Toward a better understanding of the brain


“I was always interested in biology but I felt that it’s important to get a solid training in chemistry and physics,” Feng Zhang says. Photo: Bryce Vickmark

“I was always interested in biology but I felt that it’s important to get a solid training in chemistry and physics,” Feng Zhang says.
Photo: Bryce Vickmark

Genome-editing pioneer Feng Zhang hopes his work will shed light on neurological disorders.

Source: [Anne Trafton | MIT News Office, March 22, 2016]

In 2011, about a month after joining the MIT faculty, Feng Zhang attended a talk by Harvard Medical School Professor Michael Gilmore, who studies the pathogenic bacteriumEnteroccocus. The scientist mentioned that these bacteria protect themselves from viruses with DNA-cutting enzymes known as nucleases, which are part of a defense system known as CRISPR.

“I had no idea what CRISPR was but I was interested in nucleases,” Zhang says. “I went to look up CRISPR, and that’s when I realized you might be able to engineer it for use for genome editing.”

Zhang devoted himself to adapting the system to edit genes in mammalian cells and recruited new members to his nascent lab at the Broad Institute of MIT and Harvard to work with him on this project. In January 2013, they reported their success in the journal Science.

Since then, scientists in fields from medicine to plant biology have begun using CRISPR to study gene function and investigate the possibility of correcting faulty genes that cause disease. Zhang now heads a lab of 19 scientists who continue to develop the system and pursue applications of genome editing, especially in neuroscience.

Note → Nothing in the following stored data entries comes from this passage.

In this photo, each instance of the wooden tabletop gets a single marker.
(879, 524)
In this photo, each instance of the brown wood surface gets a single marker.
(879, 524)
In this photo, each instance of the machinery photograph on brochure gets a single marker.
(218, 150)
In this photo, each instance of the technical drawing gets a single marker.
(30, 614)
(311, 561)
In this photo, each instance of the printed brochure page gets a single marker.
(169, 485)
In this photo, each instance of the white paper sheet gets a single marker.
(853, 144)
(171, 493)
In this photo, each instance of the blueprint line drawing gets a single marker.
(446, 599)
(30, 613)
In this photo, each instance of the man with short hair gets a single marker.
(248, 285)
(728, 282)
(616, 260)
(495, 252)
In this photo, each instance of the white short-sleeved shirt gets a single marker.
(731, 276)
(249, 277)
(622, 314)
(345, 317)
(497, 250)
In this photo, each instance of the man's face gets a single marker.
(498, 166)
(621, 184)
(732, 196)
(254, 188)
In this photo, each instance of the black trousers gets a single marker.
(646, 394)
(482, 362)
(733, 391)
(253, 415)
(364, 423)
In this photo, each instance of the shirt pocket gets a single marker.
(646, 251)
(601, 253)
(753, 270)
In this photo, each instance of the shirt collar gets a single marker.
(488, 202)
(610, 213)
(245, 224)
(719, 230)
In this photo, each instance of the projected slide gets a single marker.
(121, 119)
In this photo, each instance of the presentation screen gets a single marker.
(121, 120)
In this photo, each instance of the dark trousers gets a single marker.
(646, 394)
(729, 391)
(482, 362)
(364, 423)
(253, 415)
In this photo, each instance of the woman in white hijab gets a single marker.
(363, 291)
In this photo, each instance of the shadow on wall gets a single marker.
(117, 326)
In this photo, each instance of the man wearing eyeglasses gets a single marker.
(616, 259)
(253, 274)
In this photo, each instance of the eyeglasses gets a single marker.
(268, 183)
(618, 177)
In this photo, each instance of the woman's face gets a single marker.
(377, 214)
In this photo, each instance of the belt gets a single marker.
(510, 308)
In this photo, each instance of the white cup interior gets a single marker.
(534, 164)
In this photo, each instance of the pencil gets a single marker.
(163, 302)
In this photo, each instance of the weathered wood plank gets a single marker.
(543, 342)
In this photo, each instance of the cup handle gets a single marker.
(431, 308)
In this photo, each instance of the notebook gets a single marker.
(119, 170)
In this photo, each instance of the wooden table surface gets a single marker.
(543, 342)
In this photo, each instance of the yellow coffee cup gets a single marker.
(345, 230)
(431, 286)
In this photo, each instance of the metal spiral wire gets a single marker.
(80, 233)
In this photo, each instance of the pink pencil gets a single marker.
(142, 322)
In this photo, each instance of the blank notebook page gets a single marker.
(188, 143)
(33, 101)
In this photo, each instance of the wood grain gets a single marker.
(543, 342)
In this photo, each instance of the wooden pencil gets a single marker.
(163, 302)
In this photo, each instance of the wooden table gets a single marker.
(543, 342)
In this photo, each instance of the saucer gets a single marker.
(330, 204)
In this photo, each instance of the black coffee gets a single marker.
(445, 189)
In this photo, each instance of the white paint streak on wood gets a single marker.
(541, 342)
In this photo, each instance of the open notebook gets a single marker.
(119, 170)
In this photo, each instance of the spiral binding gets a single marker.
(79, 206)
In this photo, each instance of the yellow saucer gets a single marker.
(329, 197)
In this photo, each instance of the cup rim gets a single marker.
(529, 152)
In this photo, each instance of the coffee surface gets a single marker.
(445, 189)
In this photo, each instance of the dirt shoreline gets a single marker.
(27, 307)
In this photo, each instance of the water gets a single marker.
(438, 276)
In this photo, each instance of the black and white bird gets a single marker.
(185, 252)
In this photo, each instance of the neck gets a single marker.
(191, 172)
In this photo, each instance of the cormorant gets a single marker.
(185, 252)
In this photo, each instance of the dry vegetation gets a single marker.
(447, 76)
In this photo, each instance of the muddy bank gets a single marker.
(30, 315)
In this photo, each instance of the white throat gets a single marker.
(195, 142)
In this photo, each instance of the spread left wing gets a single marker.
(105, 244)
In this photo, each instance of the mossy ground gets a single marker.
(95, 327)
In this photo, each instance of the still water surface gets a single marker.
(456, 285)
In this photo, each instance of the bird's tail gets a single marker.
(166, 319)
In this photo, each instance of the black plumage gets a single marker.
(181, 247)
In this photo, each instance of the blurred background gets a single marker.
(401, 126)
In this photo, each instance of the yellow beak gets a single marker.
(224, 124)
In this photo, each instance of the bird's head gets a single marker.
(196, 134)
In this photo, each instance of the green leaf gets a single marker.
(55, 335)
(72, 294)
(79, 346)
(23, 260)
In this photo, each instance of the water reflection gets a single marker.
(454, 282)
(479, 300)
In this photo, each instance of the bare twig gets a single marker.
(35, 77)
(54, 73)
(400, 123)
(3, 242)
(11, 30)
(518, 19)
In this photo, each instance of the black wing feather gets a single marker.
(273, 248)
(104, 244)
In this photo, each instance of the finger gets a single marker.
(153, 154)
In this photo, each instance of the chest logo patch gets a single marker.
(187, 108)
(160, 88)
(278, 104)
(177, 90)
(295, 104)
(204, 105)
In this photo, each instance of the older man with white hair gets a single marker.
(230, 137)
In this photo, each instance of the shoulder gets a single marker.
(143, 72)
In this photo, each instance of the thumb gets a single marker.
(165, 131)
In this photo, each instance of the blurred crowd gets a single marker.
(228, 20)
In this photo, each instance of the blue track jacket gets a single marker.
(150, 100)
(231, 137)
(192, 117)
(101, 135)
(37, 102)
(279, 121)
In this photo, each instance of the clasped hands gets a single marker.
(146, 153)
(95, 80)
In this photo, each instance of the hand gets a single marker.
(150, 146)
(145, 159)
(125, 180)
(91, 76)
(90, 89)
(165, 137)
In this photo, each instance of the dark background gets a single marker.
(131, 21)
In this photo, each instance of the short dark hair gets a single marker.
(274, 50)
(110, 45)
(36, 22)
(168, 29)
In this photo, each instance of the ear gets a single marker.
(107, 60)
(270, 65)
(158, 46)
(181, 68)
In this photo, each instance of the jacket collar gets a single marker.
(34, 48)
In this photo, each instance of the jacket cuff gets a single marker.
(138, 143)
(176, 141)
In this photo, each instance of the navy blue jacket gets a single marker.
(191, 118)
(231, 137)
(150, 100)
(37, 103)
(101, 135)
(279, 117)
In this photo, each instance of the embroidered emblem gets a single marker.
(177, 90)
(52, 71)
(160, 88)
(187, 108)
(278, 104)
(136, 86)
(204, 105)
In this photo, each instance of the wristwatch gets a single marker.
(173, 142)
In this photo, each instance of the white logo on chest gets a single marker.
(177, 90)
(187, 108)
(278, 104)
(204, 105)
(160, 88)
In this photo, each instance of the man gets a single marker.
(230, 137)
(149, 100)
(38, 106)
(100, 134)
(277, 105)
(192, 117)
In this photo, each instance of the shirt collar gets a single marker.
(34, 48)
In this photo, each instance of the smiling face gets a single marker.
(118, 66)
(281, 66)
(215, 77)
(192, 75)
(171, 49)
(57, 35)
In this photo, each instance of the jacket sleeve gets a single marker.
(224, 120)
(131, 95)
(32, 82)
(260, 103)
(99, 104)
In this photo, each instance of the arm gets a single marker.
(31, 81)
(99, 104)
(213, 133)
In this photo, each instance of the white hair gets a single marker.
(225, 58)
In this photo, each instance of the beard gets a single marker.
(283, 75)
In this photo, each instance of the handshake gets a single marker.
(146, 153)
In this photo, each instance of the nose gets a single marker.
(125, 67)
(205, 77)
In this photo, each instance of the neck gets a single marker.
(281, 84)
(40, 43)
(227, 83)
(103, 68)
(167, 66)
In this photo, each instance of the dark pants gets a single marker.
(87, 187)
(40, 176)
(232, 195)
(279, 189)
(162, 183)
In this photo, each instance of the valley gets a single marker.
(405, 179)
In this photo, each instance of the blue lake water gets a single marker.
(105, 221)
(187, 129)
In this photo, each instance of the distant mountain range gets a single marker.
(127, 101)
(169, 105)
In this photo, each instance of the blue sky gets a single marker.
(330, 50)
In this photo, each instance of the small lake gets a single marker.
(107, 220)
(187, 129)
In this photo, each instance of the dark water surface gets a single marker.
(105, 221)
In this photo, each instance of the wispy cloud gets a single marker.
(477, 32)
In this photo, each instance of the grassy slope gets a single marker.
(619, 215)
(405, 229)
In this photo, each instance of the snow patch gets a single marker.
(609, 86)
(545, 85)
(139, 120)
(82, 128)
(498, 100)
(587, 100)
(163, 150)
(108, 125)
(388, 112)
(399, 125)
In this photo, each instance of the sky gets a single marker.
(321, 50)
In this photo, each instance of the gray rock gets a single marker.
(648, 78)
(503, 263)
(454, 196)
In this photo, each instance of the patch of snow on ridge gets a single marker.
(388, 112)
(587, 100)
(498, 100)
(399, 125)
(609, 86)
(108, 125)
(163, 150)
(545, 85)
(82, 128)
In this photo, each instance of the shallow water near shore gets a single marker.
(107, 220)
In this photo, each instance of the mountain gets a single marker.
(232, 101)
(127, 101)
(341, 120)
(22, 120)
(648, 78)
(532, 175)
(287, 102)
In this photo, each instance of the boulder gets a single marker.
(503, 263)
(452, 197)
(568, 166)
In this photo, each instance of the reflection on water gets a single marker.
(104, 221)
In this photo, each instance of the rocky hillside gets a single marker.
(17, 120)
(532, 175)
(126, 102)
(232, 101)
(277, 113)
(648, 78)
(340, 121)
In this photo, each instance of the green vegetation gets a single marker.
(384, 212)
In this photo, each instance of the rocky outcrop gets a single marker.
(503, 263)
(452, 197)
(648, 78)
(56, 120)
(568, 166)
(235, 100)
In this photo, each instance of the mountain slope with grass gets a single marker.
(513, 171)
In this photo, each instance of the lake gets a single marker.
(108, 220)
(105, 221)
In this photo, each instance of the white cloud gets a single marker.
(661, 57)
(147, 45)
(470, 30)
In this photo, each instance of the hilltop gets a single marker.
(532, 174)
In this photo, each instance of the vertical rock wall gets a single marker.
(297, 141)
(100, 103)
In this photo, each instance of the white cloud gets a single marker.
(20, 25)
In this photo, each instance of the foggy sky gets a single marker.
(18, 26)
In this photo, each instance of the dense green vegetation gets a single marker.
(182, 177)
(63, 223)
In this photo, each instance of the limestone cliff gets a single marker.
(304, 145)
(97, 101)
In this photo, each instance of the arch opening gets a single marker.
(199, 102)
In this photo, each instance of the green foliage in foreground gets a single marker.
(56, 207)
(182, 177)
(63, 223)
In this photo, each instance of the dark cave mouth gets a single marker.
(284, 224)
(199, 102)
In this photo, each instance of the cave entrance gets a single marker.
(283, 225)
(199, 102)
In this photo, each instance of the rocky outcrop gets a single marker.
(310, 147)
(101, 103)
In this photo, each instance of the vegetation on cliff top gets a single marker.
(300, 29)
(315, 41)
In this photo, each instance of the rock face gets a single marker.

“The goal is to try to make our lives better by developing new technologies and using them to understand biological systems so that we can improve our treatment of disease and our quality of life,” says Zhang, W. M. Keck Career Development Associate Professor in Biomedical Engineering and a member of MIT’s McGovern Institute for Brain Research. Zhang recently earned tenure in MIT’s Departments of Biological Engineering and Brain and Cognitive Sciences.

Understanding the brain

Growing up in Des Moines, Iowa, where his parents moved from China when he was 11, Zhang had plenty of opportunities to feed his interest in science. He participated in Science Bowl competitions and took special Saturday science classes, where he got his first introduction to molecular biology. Experiments such as extracting DNA from strawberries and transforming bacteria with genes for drug resistance whetted his appetite for genetic engineering, which was further stimulated by a showing of “Jurassic Park.”

“That really caught my attention,” he recalls. “It didn’t seem that far-fetched. I guess that’s what makes it good science fiction. It kind of tantalizes your imagination.”